Aleks reached to take her hand. “We’ll try again in the morning. Right now, she’s gone, so the kids are safe.”
“She better be far, far away,” Katie fumed. She had loved Paisley, but now that she thought her daughter was in danger, she was out for blood.
“We don’t know if she had anything to do with it,” I said. “I saw how scared she looked right before it went off.”
“You’re not thinking straight,” she said, giving me an arch look. “You haven’t exactly been keeping your attraction to her a secret from anyone.”

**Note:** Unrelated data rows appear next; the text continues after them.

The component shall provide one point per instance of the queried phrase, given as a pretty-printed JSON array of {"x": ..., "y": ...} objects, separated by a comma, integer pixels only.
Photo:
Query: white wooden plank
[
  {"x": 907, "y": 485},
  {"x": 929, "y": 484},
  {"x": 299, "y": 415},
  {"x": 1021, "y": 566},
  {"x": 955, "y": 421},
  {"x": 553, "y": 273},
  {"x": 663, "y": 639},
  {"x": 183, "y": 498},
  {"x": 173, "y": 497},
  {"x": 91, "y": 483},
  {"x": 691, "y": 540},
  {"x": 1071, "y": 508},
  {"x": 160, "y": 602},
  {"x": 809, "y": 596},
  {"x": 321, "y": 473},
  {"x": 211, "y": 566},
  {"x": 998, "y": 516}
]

I closed my eyes, not wanting to argue with a distraught mother. I didn’t even know if I had any right to argue for Paisley. It wasn’t just the look on Paisley’s face, but the fact that she had been rushing straight toward the source of the explosion. It had happened so fast and I had reacted on pure, protective instinct, but now I tried to recall if she was holding anything in her hands that might have detonated the explosive.
No, her hands were empty, not in her pocket, but reaching toward the table. There was no way she could have set it off herself, and if she knew it was about to blow, why wasn’t she running the other way?
I left them to argue amongst themselves about what course of action to take. Aleks was promising his wife that he’d organize a search team first thing in the morning, as certain as I was that Paisley couldn’t have gone too far. They had already ramped up the security detail around the lodge, so for the moment they were safe from another attack.
I had to find her before they did, because my cousins didn’t play around when it came to vengeance. My gut was screaming that she wasn’t responsible for putting that bomb in our house, and if that was true, then she was in danger from whoever did. If I found out beyond a shadow of a doubt that she was responsible, I’d deal with her on my own.
I didn’t play, either.
Chapter 32 - Paisley
This couldn’t be real. I tried to shake off Agent Pierce’s grip on my arms, but his fingers only dug in tighter. Gavril Bocharov took another step forward, looming over me from his great height. I had never been so close to him before, always grateful he never ventured onto the floor at Axon with all the junior accountants, all of us keeping our heads down so we wouldn’t be noticed by this fearsome, mysterious boss.
I remembered the first time he visited after I started working there. The red carpet had virtually been rolled out and gossip flew as everyone scampered to make sure nothing was out of place. Nobody could tell me exactly what he did or what his title was, but it was clear no one wanted to be singled out by him.
At my first glimpse of him, dressed as impeccably as he was now, I had thought he was movie star handsome, so tall and regal. It didn’t take me long to realize why everyone was afraid of him. He was carved of ice, never smiling, eyes dark and forbidding.
He looked downright mean now, and I had far more reason to be scared than I ever did back in the Axon building. It felt like I was frozen in his steely gaze, like I was a mouse being hypnotized by a snake. I tried to shake out of the so-called FBI agent’s hold, but he jerked me to a standstill.